788 Leveraged Global Asset Allocation Fund
NAV and Performance as at 31st MARCH 2010 108.84 + 50.60 % Year to Date
MANAGER'S COMMENT
Despite flat equity and bond markets over the first quarter of 2010, the 788 Global asset Allcation Fund has recovered strongly in Q1 2010 recording + 50.60 % net over the quarter. At NAV of 108.84, most investors are back in the black and the fund is just a tad above the performance of the MSCI World equity market and the S&P500 since its inception.
The performance was achieved by having good market timing in a quarter that saw a sharp correction in equity markets in February and a strong recovery in March. Good timing in building up exposure on Japan ( +9.5 % in March ) and on Chinese equities ( -3.5 % in Q1 2010 ) as well as a good timing on the expected turn in the USD yielded the positive results.
Looking ahead for the rest of 2010, the Western econômies are charaterized by DEFLATION in the real economies, particularly in the US, and INFLATION in the financial markets, fueled by quasi zero nominal interest rates.

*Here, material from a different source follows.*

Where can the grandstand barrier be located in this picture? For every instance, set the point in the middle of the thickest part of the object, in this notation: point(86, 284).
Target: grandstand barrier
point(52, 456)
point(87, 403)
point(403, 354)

In addition, the Chinese economy is powering ahead thanks to Goldilocks conditions, strong economic growth, strong consumption, strong investments, massive money supply growth, strong bank lending and a recovery in exports.
We expect Chinese H - shares to appreciate by +70 % over the next 9 moths on the back of record earnings growth, massively positive liquidity conditions and valuation expansion on the back of strong inflationnary pressures. China's inflation will explode upwards to 6 % in Q3 forcing the hand of the Government to let the RMB appreciate.
One of the most important structural phenomenon is that JAPAN is pulling out of its 20 years deflationary conditions and is starting a new long term phase of growth and market appreciation. The Japanese Yen has turned decisively and should depreciate towards 111 in 2010 while consumption, exports and inflation come back to the system in virtuous cycle.
At 11 000 the Nikkei 225 trades at the same level as in 1984 after having bottomed out twice and both local and international investors being massively underweighted this cheap market.
All in all, 2010 should prove to be abumper year for these Asian markets while US tReasury bonds are offering exceptional value at yields of 4.78 % when US inflation will move into negative over the year. we expect a susbtantial rally in the long end of the US Treasury market starting in June 2010.as the market consensus suddenly realizes that DEFLATION is there rather than the expected inflation.
Commodities are at risk as financial players are again dominating this space rather than the ultimate supply/demand. Failure of Gold, Oil and Copper to make new highs rapidly would trigger a massive sell-off. This is the msot dangerous area of the financial marekts at the moment and we stay well clear of it.